Rough LoveBy: Meg Jackson
A RATTLESNAKE MC NOVEL
The last thing I remember before my life ended is smiling. That sounds like a nice last memory to have, but you don’t know me – or at least, you didn’t know me then. When I smiled back then it was for one of two reasons: I had bought something shiny and new, or I had done something bad to annoy my father.
I was not a nice person back then. I guess I’m still not a very nice person. I don’t know if everyone has it in them to be a nice person; I just know that it’s never worked out for me. For me, being bad has worked wonders. For me, being bad comes natural.
Of course, there are degrees of being bad. There’s the sort of bad that comes from genuinely wanting to do harm to others; I’m not that kind of bad. I just like to get what I want; that’s what I’m used to, and that’s what I expect. Or, at least¸ that’s what I used to expect.
That’s why I remember smiling: it’d been a great day. Not only had I scored some new Prada shoes, I’d also managed to piss of my dad by shopping at Saks, which was a client of one of his biggest competitors.
My dad runs one of the most exclusive and successful marketing agencies in the United States; he’s got Bloomies, Nordstrom, Benneton, Harry Winston, Tiffany’s. Most of the big names on Fifth Avenue are under contract with Pop’s agency.
But Saks is contracted to Dad’s rival agency, and he’s told me time and again that he doesn’t want me using his money to support the competition. So, of course, I shop there whenever I can. Because he gets the credit card statement at the end of the month, and because I know that he’d never cut me off, no matter how much I push his buttons. He may want to, but he doesn’t have the heart to. He’s not that kind of guy.
No, he’s the kind of guy who’ll do everything else he can imagine to make your life miserable: ruining relationships, squashing hopes and dreams, all with a smile on his face. The backhanded compliment is his forte. The pat on the head that says “I know you can’t do anything productive, I know you can’t survive on your own, I know you need me” is the most affection he can give. I guess he’s not a nice man, either.

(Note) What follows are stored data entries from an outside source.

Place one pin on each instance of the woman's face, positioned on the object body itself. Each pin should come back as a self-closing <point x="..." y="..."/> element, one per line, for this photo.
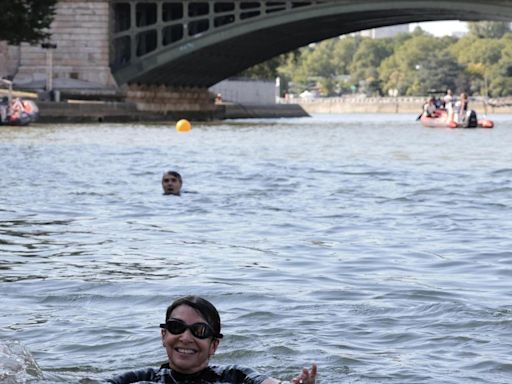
<point x="187" y="353"/>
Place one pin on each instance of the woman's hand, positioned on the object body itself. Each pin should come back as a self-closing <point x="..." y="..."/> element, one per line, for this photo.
<point x="307" y="376"/>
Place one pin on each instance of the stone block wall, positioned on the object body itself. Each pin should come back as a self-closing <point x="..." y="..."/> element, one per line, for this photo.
<point x="9" y="59"/>
<point x="81" y="31"/>
<point x="164" y="100"/>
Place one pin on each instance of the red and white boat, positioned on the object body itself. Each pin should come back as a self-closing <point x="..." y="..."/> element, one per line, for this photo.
<point x="15" y="110"/>
<point x="440" y="119"/>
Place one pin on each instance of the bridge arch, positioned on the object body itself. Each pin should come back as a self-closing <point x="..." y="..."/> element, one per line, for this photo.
<point x="199" y="43"/>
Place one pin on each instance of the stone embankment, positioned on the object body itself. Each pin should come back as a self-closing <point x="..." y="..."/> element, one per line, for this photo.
<point x="389" y="105"/>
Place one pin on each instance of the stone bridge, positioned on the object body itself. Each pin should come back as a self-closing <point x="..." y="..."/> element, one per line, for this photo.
<point x="164" y="55"/>
<point x="199" y="43"/>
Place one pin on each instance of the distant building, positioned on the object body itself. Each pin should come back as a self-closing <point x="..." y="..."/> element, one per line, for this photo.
<point x="379" y="33"/>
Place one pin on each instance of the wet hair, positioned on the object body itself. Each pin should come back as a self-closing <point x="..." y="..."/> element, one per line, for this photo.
<point x="203" y="306"/>
<point x="175" y="174"/>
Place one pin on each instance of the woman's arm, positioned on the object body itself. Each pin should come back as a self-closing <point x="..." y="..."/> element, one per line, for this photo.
<point x="307" y="376"/>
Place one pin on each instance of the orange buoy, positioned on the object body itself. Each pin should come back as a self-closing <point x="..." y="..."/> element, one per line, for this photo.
<point x="183" y="125"/>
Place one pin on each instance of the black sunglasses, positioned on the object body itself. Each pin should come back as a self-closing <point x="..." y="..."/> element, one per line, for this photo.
<point x="199" y="330"/>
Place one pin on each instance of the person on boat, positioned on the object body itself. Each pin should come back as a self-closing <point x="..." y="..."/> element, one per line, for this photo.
<point x="460" y="108"/>
<point x="191" y="335"/>
<point x="429" y="108"/>
<point x="172" y="183"/>
<point x="4" y="109"/>
<point x="448" y="99"/>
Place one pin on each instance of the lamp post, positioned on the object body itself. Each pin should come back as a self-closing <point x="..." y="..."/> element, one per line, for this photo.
<point x="49" y="64"/>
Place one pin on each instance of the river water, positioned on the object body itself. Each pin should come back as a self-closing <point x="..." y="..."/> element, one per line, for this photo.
<point x="380" y="249"/>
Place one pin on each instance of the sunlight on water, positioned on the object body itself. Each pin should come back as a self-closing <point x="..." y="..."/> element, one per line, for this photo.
<point x="366" y="243"/>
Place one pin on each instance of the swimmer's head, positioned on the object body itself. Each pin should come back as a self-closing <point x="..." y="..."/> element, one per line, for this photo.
<point x="171" y="183"/>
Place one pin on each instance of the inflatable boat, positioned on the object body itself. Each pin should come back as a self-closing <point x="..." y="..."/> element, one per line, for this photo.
<point x="440" y="119"/>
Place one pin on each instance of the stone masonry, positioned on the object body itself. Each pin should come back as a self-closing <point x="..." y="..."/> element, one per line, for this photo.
<point x="81" y="31"/>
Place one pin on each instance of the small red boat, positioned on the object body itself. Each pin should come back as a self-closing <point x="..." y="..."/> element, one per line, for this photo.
<point x="440" y="119"/>
<point x="15" y="110"/>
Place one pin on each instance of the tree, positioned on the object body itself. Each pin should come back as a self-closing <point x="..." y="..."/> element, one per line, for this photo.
<point x="26" y="20"/>
<point x="364" y="68"/>
<point x="488" y="29"/>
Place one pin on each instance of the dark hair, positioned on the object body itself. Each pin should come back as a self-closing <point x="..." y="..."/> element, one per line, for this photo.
<point x="203" y="306"/>
<point x="175" y="174"/>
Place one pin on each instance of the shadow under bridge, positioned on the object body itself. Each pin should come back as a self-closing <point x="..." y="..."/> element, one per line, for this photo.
<point x="199" y="43"/>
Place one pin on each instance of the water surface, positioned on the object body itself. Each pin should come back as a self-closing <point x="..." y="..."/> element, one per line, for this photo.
<point x="369" y="244"/>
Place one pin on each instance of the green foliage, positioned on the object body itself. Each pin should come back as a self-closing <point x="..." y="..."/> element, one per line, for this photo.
<point x="488" y="29"/>
<point x="26" y="20"/>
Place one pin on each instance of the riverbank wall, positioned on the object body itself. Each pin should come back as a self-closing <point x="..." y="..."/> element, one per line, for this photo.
<point x="340" y="105"/>
<point x="122" y="111"/>
<point x="89" y="111"/>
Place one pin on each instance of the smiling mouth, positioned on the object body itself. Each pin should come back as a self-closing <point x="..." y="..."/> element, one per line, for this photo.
<point x="186" y="351"/>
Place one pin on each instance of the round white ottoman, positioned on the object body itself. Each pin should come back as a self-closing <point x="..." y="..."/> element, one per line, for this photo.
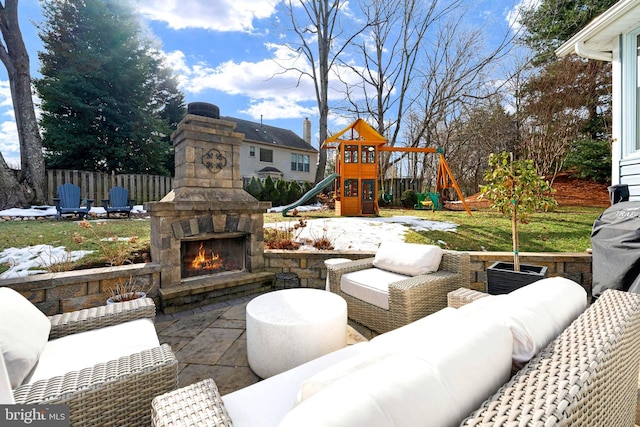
<point x="333" y="261"/>
<point x="290" y="327"/>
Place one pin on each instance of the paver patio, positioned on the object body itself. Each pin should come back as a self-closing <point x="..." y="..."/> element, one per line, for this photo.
<point x="210" y="342"/>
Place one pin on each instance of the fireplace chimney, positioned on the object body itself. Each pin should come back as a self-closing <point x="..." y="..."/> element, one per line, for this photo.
<point x="207" y="210"/>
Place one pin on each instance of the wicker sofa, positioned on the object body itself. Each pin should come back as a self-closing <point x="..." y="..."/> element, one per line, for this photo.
<point x="586" y="376"/>
<point x="116" y="392"/>
<point x="409" y="299"/>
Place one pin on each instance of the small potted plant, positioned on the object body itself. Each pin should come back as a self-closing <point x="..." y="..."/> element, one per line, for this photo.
<point x="515" y="189"/>
<point x="127" y="291"/>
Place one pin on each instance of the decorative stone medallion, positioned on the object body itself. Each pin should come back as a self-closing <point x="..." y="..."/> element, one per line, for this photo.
<point x="214" y="160"/>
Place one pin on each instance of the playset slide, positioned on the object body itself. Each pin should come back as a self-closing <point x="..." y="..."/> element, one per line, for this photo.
<point x="310" y="194"/>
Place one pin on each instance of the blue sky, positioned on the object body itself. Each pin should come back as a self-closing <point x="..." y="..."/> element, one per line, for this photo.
<point x="227" y="52"/>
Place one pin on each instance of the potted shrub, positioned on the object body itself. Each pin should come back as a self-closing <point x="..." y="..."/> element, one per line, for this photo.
<point x="517" y="190"/>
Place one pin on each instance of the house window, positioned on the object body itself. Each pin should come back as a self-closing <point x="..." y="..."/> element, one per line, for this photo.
<point x="351" y="188"/>
<point x="266" y="155"/>
<point x="368" y="154"/>
<point x="630" y="93"/>
<point x="351" y="154"/>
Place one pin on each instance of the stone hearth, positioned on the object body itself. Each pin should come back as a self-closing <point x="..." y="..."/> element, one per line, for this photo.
<point x="207" y="202"/>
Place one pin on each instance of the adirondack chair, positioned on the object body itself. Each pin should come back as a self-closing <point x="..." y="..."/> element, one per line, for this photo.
<point x="118" y="201"/>
<point x="68" y="201"/>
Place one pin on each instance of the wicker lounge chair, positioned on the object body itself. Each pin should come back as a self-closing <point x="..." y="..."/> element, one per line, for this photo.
<point x="116" y="393"/>
<point x="410" y="299"/>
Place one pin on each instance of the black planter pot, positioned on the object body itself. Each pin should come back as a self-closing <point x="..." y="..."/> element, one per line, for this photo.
<point x="501" y="279"/>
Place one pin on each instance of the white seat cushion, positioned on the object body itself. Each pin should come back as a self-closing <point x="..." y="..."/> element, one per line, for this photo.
<point x="24" y="331"/>
<point x="271" y="399"/>
<point x="85" y="349"/>
<point x="370" y="285"/>
<point x="381" y="347"/>
<point x="410" y="259"/>
<point x="535" y="313"/>
<point x="6" y="391"/>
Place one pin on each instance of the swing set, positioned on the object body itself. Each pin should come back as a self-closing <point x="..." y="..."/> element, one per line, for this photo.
<point x="357" y="168"/>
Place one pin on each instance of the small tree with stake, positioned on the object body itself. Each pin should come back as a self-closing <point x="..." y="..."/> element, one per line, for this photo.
<point x="515" y="189"/>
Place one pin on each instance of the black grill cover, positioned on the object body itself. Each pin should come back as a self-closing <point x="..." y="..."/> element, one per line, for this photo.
<point x="615" y="242"/>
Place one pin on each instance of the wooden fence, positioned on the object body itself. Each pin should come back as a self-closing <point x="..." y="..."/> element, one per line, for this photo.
<point x="96" y="185"/>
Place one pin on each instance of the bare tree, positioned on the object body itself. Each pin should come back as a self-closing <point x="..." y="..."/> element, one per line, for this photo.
<point x="29" y="185"/>
<point x="557" y="110"/>
<point x="320" y="19"/>
<point x="389" y="51"/>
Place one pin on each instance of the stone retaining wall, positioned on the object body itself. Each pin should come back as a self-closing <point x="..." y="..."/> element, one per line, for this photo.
<point x="55" y="293"/>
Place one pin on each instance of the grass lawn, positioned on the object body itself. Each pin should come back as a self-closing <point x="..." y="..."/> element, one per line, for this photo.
<point x="565" y="230"/>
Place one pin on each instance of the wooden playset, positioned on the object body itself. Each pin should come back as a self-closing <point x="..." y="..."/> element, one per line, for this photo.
<point x="356" y="186"/>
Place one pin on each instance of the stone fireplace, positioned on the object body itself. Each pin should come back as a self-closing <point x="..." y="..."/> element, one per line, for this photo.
<point x="207" y="232"/>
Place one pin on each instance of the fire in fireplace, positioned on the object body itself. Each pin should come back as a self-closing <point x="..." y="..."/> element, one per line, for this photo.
<point x="213" y="256"/>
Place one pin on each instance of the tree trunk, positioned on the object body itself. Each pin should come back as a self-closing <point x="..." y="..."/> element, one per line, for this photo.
<point x="14" y="56"/>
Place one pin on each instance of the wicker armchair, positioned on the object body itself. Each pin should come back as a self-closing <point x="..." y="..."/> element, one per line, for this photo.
<point x="116" y="393"/>
<point x="587" y="376"/>
<point x="410" y="299"/>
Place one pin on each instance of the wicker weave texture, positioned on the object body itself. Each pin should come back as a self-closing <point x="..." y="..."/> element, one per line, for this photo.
<point x="410" y="299"/>
<point x="587" y="376"/>
<point x="116" y="393"/>
<point x="198" y="404"/>
<point x="99" y="317"/>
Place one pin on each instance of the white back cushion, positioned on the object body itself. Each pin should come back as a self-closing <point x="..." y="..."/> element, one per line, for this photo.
<point x="410" y="259"/>
<point x="85" y="349"/>
<point x="24" y="331"/>
<point x="536" y="313"/>
<point x="426" y="384"/>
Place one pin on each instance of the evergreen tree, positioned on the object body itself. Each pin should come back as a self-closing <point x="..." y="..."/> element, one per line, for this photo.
<point x="106" y="96"/>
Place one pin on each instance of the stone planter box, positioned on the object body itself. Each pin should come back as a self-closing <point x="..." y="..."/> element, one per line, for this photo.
<point x="55" y="293"/>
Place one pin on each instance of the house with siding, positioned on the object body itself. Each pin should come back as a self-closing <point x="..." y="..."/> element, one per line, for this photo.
<point x="276" y="152"/>
<point x="615" y="36"/>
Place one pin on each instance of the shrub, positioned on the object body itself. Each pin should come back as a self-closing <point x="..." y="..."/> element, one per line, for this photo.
<point x="254" y="187"/>
<point x="591" y="159"/>
<point x="409" y="199"/>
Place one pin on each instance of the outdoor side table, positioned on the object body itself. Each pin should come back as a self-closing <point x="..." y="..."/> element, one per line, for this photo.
<point x="290" y="327"/>
<point x="288" y="280"/>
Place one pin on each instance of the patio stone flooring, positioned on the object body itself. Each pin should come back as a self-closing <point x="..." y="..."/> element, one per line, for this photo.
<point x="210" y="342"/>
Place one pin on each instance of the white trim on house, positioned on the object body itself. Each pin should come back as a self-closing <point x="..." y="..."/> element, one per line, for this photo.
<point x="613" y="36"/>
<point x="595" y="41"/>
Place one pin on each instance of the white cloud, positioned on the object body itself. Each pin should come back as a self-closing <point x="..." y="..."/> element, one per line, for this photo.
<point x="274" y="85"/>
<point x="219" y="15"/>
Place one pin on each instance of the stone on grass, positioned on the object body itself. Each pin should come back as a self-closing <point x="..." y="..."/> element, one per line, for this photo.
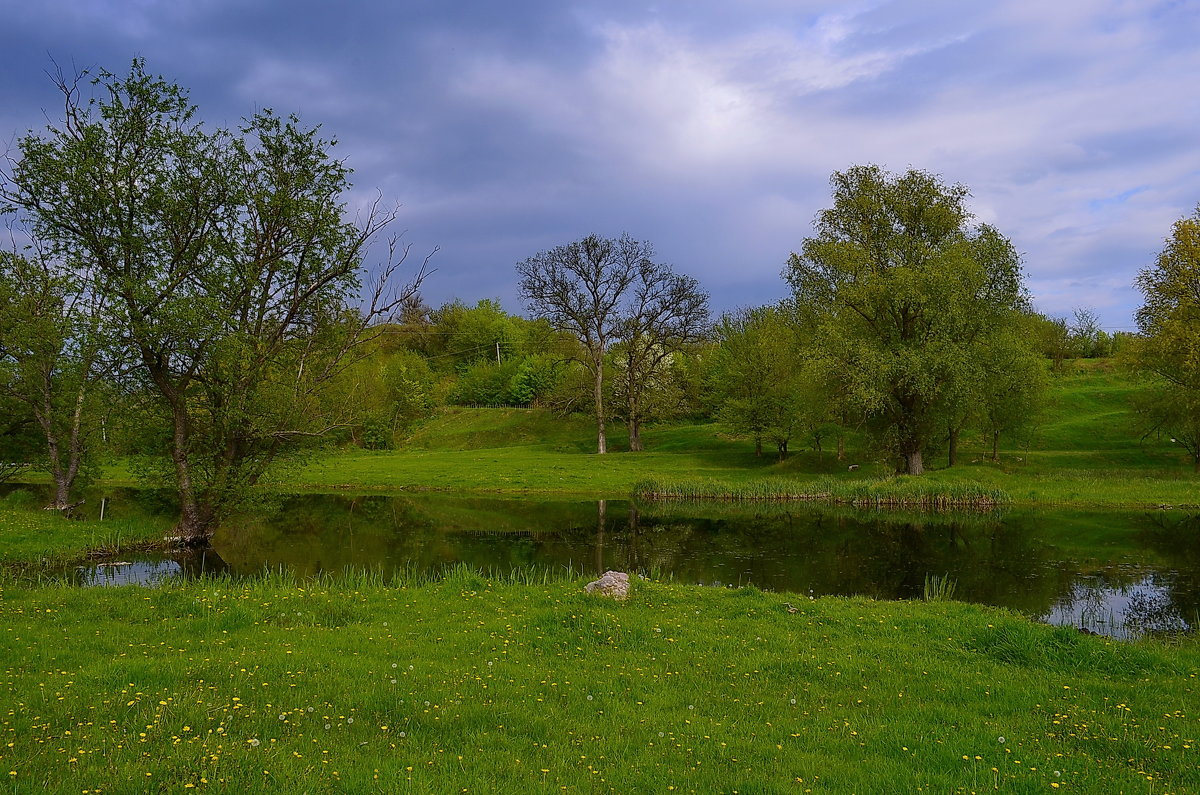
<point x="615" y="584"/>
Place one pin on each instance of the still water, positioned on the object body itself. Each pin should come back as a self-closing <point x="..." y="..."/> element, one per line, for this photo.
<point x="1113" y="573"/>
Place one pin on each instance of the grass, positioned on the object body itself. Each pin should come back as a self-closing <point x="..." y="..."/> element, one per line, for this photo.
<point x="1085" y="452"/>
<point x="31" y="538"/>
<point x="487" y="685"/>
<point x="893" y="492"/>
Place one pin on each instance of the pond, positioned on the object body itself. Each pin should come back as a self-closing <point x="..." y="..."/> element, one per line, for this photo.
<point x="1113" y="573"/>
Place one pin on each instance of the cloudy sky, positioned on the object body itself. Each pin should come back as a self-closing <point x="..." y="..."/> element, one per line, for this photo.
<point x="707" y="127"/>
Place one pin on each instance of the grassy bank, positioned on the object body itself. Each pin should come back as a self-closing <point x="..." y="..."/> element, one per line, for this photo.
<point x="472" y="685"/>
<point x="31" y="538"/>
<point x="1086" y="450"/>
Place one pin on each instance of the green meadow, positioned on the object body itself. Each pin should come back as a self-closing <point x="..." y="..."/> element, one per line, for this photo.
<point x="1085" y="450"/>
<point x="523" y="683"/>
<point x="531" y="686"/>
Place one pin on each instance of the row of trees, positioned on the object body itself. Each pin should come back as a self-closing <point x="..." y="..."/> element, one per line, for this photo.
<point x="205" y="288"/>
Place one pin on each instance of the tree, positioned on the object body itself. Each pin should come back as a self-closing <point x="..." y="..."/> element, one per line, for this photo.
<point x="669" y="312"/>
<point x="1011" y="386"/>
<point x="756" y="376"/>
<point x="1168" y="350"/>
<point x="1087" y="339"/>
<point x="226" y="263"/>
<point x="55" y="357"/>
<point x="901" y="292"/>
<point x="579" y="287"/>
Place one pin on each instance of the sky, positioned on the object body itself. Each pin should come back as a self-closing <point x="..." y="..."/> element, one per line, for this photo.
<point x="709" y="129"/>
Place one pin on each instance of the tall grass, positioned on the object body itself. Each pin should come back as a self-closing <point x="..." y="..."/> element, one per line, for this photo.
<point x="899" y="492"/>
<point x="940" y="587"/>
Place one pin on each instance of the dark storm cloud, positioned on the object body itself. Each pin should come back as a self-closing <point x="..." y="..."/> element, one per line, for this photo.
<point x="709" y="129"/>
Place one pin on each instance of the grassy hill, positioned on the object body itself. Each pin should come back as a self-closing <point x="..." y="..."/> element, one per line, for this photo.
<point x="1086" y="449"/>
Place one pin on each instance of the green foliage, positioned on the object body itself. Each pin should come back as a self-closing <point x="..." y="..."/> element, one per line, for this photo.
<point x="760" y="381"/>
<point x="901" y="296"/>
<point x="226" y="263"/>
<point x="1168" y="351"/>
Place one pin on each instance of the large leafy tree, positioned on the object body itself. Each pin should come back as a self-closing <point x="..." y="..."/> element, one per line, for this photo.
<point x="901" y="293"/>
<point x="667" y="314"/>
<point x="759" y="380"/>
<point x="1168" y="350"/>
<point x="226" y="263"/>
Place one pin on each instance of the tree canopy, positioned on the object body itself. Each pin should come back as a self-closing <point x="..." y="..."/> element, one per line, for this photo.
<point x="225" y="259"/>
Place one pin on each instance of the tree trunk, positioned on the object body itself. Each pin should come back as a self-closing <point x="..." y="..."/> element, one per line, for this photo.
<point x="601" y="442"/>
<point x="196" y="520"/>
<point x="913" y="462"/>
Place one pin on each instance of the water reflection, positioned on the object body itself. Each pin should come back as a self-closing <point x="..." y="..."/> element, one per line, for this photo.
<point x="149" y="569"/>
<point x="1115" y="573"/>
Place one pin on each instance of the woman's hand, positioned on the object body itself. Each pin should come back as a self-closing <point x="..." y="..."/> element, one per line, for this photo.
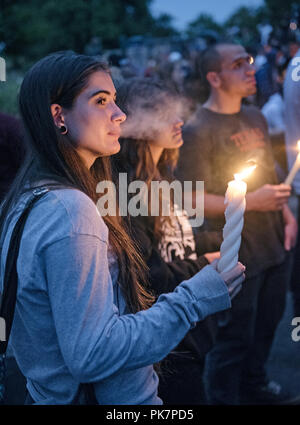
<point x="211" y="256"/>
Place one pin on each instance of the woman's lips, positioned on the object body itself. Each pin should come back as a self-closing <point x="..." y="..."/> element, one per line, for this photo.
<point x="115" y="133"/>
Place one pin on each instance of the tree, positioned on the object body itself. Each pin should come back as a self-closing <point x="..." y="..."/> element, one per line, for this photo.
<point x="34" y="28"/>
<point x="203" y="23"/>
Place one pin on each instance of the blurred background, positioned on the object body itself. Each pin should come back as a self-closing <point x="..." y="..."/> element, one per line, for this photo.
<point x="145" y="37"/>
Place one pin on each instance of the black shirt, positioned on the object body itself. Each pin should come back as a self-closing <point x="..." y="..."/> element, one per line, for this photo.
<point x="216" y="146"/>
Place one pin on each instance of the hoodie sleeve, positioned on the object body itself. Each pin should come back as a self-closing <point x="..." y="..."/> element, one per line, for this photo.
<point x="94" y="339"/>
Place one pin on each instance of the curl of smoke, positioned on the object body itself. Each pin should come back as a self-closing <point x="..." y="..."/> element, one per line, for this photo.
<point x="145" y="120"/>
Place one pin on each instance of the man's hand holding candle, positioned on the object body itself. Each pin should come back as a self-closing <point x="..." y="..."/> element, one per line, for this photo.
<point x="268" y="198"/>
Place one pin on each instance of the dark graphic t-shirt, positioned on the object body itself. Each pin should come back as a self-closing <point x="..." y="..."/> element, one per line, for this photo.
<point x="216" y="146"/>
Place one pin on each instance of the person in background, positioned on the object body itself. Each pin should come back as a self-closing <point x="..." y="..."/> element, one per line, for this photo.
<point x="82" y="312"/>
<point x="219" y="139"/>
<point x="150" y="142"/>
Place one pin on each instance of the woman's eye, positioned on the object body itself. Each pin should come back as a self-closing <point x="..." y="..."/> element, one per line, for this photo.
<point x="237" y="65"/>
<point x="101" y="101"/>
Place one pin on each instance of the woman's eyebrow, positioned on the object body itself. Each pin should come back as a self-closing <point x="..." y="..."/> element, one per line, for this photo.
<point x="102" y="91"/>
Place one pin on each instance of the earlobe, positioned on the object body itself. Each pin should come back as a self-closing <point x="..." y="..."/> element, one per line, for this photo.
<point x="213" y="79"/>
<point x="57" y="114"/>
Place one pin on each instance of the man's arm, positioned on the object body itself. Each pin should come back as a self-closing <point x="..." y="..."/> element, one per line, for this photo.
<point x="290" y="228"/>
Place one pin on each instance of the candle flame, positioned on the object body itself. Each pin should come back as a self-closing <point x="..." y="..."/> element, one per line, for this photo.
<point x="245" y="173"/>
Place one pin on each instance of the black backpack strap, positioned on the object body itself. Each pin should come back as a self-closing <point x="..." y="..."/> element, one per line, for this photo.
<point x="86" y="393"/>
<point x="10" y="283"/>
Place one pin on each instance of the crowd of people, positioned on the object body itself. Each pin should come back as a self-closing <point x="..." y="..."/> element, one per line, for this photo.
<point x="114" y="309"/>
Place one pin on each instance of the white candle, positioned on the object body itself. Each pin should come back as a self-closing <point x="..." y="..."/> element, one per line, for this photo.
<point x="295" y="167"/>
<point x="234" y="216"/>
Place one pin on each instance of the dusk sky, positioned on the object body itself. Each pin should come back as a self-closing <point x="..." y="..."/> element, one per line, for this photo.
<point x="185" y="11"/>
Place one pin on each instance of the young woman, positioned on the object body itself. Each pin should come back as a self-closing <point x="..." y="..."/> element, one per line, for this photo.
<point x="149" y="152"/>
<point x="81" y="312"/>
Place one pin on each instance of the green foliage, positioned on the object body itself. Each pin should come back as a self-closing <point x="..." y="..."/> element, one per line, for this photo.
<point x="34" y="28"/>
<point x="9" y="95"/>
<point x="204" y="22"/>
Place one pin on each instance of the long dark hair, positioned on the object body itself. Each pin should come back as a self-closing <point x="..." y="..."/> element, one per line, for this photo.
<point x="151" y="98"/>
<point x="60" y="78"/>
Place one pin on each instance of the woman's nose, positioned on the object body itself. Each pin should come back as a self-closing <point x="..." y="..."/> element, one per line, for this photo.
<point x="179" y="122"/>
<point x="118" y="115"/>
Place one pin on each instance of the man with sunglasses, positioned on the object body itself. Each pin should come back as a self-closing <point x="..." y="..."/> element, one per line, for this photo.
<point x="219" y="140"/>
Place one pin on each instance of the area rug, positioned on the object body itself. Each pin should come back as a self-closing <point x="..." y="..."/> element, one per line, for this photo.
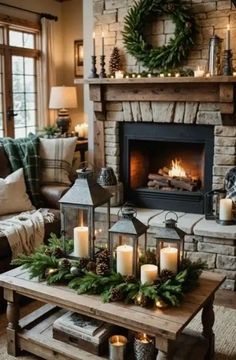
<point x="224" y="329"/>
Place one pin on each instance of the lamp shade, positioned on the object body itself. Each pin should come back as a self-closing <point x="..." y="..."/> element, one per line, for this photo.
<point x="63" y="97"/>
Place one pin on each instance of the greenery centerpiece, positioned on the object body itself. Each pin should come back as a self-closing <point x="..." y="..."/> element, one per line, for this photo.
<point x="168" y="56"/>
<point x="96" y="276"/>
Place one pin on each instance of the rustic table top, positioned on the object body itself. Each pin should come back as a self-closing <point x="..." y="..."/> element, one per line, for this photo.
<point x="167" y="322"/>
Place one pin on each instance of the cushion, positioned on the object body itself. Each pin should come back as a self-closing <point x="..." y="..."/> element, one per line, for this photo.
<point x="56" y="157"/>
<point x="13" y="196"/>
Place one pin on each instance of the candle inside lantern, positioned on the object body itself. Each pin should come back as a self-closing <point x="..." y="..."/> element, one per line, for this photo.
<point x="117" y="347"/>
<point x="148" y="273"/>
<point x="124" y="260"/>
<point x="227" y="46"/>
<point x="81" y="241"/>
<point x="102" y="43"/>
<point x="169" y="259"/>
<point x="94" y="46"/>
<point x="225" y="209"/>
<point x="119" y="74"/>
<point x="199" y="72"/>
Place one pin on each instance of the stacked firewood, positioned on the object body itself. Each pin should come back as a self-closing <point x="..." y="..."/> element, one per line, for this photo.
<point x="162" y="181"/>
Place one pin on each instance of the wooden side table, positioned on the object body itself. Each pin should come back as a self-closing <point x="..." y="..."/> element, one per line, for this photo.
<point x="33" y="333"/>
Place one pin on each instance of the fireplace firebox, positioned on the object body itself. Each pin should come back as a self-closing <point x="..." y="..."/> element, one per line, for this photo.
<point x="167" y="166"/>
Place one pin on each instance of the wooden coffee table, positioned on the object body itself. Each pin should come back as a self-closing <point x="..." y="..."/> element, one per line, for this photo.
<point x="34" y="332"/>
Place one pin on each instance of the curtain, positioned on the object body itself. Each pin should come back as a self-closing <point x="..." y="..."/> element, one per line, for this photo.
<point x="47" y="72"/>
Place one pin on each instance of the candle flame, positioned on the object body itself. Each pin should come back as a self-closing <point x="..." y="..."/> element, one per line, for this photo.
<point x="177" y="170"/>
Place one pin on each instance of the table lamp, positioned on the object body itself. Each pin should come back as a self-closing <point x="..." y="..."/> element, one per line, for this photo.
<point x="63" y="98"/>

So I do what I can to get back at him, in little ways. Looking back now, I can’t even consider myself being that bad – after all, the only thing I was doing was shopping for expensive crap and trying to make Dad angry. That’s like, the sort of “bad” that a teenage girl is. I wasn’t a slut, I didn’t party all the time, I never graced the pages of the tabloids with a martini in my hand, coke under my nose, and a new boy on my arm every week.
But Dad always made me feel like a bad girl. So that’s what I considered myself. Now, of course, I guess I’m more of what you expect from a bad girl. But how that all came to be starts on that day as I walked into my apartment, smiling as I locked the door behind me.
“Juliana,” I remember calling out as I entered the apartment, bags in hand. “Juliana, can you make me some coffee? Then come see what I scored at Saks…you’re gonna have a cow, I swear, you can even try them on!”
Juliana was my maid, but also my best friend. Really my only friend. You know the stereotype of the poor lonely rich girl? That was pretty much me. My only confidante was a woman I had to pay to keep around.
When I heard no response from Juliana, I called out her name once more. Turning around to face my apartment, I remember my heart stopping. The coffee table in the living room was overturned; the couch cushions were on the floor, and a broken vase was leaking water all over the carpet. For some reason, I remember thinking the water will ruin the rug. Pretty shallow, right? But that was the first thing that popped into my head. I don’t know why, but it was.
The next thing I thought was HOLY CRAP I GOTTA GET OUT OF HERE. Obviously, something was wrong. I grabbed the door handle behind me, but before I could make my getaway, I had another thought: Juliana. My heart pounded as I realized that she would have been home when all this happened, that if there was a struggle, it was because someone hurt her.
I wanted to just leave; I wanted to just bolt out the door and down the hallway and call for help. But I couldn’t leave my only friend. Not if she was hurt somewhere in the apartment. I closed my eyes and prayed that it was a simply burglary, that whoever was in here was gone, and that Juliana was holed up in one of my many, sizable closets, intact and alive. Opening my eyes again, I took a deep breath and released my grip on the doorknob.